Because players will be playing at different times, how will ties be broken?
According to the website, the order will be: lowest back nine total; lowest score on the last six holes; lowest score on 18; lowest score on holes 4-9; the lowest score on holes 7-9; lowest score on 9; aggregate closest to the pin; longest holed birdie putt (if putting is implemented); longest birdie streak; most greens in regulation; longest drive.
How will the tour confirm a golfer played and didn’t get, say, Will Zalatoris to play instead?
Cheating is the biggest concern among the players I talked with. Here are the procedures that Trackman is planning to put in place. First, players must video, on a phone or otherwise, their entire round without breaks and send the footage to Trackman after the round is completed. Trackman execs say getting players to upload such a big file and send it is one of their biggest concerns. According to Trackman, all scores will be confirmed with the video sent from the player.
How will the settings on the Trackman (weather, wind, sea level) be monitored?
According to the Trackman team, there will be an option to select Next Tour, which will have settings that can’t be adjusted. The tour will confirm that the entire round was played in this setting.
What happens if there are glitches with the Trackman software?
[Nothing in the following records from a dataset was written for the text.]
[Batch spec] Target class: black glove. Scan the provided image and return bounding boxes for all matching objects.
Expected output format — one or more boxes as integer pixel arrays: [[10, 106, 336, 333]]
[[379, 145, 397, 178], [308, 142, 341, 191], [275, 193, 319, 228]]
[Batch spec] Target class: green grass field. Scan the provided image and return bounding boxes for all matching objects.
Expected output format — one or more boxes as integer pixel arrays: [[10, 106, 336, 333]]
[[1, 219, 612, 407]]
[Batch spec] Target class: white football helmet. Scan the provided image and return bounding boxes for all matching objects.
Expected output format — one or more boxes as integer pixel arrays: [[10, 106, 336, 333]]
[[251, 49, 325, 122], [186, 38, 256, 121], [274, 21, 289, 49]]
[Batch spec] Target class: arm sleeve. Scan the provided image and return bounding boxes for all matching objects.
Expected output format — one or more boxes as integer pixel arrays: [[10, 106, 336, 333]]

“We are very confident there will be minimal issues, but it’s software. It won’t be perfect.” Norgaard said. The solution lies in the video from each round. If there is a glitch, the player must take stroke and distance. (The settings won’t allow for a mulligan.) Players will be asked to complete the hole and then submit to Trackman an email stating on which hole the glitch happened. The tournament board will review the video and adjust the score if it determines a software glitch occurred.
How will players know that the winner and others got paid?
Players who tee it up on a mini-tour typically see each other at the next event. That’s how everyone confirms they have been paid. With players competing from all over the world, I wondered how Trackman would ease players’ minds. The company plans to do a lot of marketing around the winners. Therefore, everyone will be able to contact the player to confirm he or she was paid.
My conversation with the Trackman execs helped ease some of my primary concerns. I was skeptical when I heard about the tour, and questions remain, but I feel better that Trackman is the owner and operator. This has the potential for pros to make money without travel costs and at a small entry fee.
I am concerned there are ways to cheat that no one has thought of. Obviously, without putting it won’t be real golf, but Trackman isn’t marketing this venture as that. It is a way to compete for a nice purse and supplement a player’s regular schedule.
If players have access to a Trackman, why not play the first couple of events and see what happens? The risk is minimal.